Production for the first half of the year was 1% higher including Hidden Valley, which was subject to a capital investment of $150m, now completed. For the South African operations, however, production was 6% higher taking total group output to 560,003 ounces, a number already in the market following a trading update in January. AISC came in 2% lower year-on-year at R500,248/kg. JP Morgan Cazenove said it detected “… a minor risk to previous ASIC guidance of $1,180/oz on account of rand strength”. On a dollar basis, the first half’s AISC came in at $1,161/oz.

Without its currency hedge, Harmony is working on fine margins at the current rand gold price especially if a mine should a mine falter. Its Unisel mine, for instance, had undertaken a cut-back in scope in order to improve its profitability. Steenkamp said the operation was not considered vulnerable, however. The restructure resulted in an impairment at Unisel of some R116m mainly due to the 60% cut in its production.

There was also a hefty jump in the net debt position up 70% to R1.51m owing to the capital expenditure incurred at Hidden Valley. Total capex amounted to R2.4bn in the first half of the financial year. Abbott said this could be managed.

Net debt as a ratio of earnings before interest, tax, depreciation and amortization (Ebitda) would increase from 0.4 x currently to a peak of 0.9 x post the acquisition of Moab Khotsong before falling to 0.6 x in the medium term. Abbott said there was plenty of fire power on the balance sheet: there was a syndicated loan of $350m ($215 drawn down) as well as a $200m bridging loan and some R1bn in revolving credit. “With project capex being elevated, cash generation is limited, but the balance sheet has enough capacity to carry the additional capex,” said Leon Esterhuizen and Arnold Van Graan, the authors of a report on Harmony Gold for Nedbank CIB.
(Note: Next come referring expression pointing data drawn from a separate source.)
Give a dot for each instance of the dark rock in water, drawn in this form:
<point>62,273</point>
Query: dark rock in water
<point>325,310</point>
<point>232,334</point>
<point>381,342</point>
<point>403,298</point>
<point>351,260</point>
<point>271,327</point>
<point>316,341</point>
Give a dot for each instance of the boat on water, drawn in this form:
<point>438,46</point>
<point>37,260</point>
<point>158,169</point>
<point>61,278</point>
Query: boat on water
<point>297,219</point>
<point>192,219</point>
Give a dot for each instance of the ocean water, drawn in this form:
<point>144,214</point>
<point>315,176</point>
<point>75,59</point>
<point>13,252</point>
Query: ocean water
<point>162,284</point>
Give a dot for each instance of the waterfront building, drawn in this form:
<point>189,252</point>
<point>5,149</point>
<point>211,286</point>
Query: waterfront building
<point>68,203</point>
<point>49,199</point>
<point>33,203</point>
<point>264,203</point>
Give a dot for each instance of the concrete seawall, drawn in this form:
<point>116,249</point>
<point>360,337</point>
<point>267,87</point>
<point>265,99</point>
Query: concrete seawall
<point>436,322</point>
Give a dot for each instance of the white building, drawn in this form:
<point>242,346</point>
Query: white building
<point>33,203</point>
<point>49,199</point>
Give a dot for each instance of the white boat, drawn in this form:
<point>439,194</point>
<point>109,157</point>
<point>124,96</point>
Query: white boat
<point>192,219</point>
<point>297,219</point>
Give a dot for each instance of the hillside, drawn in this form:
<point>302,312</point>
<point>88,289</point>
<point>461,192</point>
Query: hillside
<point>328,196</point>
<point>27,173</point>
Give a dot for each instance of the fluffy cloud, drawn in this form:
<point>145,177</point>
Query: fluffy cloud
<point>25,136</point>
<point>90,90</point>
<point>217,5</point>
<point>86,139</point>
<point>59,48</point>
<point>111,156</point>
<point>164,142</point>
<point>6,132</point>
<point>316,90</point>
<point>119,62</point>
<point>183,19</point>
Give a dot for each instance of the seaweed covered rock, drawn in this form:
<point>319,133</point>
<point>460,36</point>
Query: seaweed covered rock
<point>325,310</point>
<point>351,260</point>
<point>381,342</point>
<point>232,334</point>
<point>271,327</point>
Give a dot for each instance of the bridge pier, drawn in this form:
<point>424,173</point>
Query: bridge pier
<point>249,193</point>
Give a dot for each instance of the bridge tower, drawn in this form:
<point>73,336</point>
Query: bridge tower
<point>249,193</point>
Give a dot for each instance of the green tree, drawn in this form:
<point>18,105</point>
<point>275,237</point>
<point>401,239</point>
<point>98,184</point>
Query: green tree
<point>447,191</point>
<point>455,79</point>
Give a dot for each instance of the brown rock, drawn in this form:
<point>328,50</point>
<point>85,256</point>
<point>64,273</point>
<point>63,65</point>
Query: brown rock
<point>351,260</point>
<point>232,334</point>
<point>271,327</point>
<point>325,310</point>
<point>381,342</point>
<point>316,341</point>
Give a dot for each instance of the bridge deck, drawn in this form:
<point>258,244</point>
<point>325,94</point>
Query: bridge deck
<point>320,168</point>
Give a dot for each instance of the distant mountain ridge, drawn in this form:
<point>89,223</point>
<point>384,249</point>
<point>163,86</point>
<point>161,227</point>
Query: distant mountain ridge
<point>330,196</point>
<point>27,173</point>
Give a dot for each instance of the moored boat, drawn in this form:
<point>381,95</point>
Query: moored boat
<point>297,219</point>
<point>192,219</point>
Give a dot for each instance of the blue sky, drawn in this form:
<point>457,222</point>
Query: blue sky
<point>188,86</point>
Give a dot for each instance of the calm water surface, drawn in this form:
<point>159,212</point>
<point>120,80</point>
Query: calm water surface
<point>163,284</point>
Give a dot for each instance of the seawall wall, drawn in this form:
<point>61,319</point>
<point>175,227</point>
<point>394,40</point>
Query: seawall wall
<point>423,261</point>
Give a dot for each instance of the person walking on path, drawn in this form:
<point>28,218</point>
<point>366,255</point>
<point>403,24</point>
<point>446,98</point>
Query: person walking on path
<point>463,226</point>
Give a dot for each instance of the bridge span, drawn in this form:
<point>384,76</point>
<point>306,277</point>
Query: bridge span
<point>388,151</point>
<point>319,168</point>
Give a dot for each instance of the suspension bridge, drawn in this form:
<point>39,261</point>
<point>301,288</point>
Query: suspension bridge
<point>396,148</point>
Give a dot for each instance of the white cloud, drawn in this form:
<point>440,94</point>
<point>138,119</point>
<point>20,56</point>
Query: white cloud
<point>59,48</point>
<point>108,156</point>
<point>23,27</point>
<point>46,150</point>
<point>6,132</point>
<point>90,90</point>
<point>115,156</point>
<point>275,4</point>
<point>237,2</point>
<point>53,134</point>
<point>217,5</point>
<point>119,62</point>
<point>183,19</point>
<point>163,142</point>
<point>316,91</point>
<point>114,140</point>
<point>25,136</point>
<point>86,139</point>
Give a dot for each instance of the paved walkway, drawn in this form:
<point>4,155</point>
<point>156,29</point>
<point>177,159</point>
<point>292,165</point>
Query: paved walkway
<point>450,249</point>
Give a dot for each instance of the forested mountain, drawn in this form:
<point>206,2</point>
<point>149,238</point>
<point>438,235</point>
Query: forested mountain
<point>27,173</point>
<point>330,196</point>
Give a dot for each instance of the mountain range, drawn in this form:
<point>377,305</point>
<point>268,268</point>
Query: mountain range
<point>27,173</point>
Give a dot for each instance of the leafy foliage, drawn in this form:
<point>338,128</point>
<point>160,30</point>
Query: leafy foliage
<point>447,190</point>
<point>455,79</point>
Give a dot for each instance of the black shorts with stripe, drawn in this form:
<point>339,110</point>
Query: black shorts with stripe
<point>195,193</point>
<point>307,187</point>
The outcome for Harmony shareholders was a net interim profit of R897m, significantly lower than the R1.54bn posted for the corresponding interim period of the previous financial year. The previous year, however, contained a gain “on bargain purchase” (the acquisition of Hidden Valley) – of R848m. On an headline earnings basis, Harmony registered a 49% year-on-year gain at some 224 South African cents per share.

“We believe this is a good set of results and continues the positive momentum seen over the past few quarters,” said Esterhuizen and Van Graan. “The management team is slowly but surely building up a good delivery track record and we believe the market will start to take note,” they said.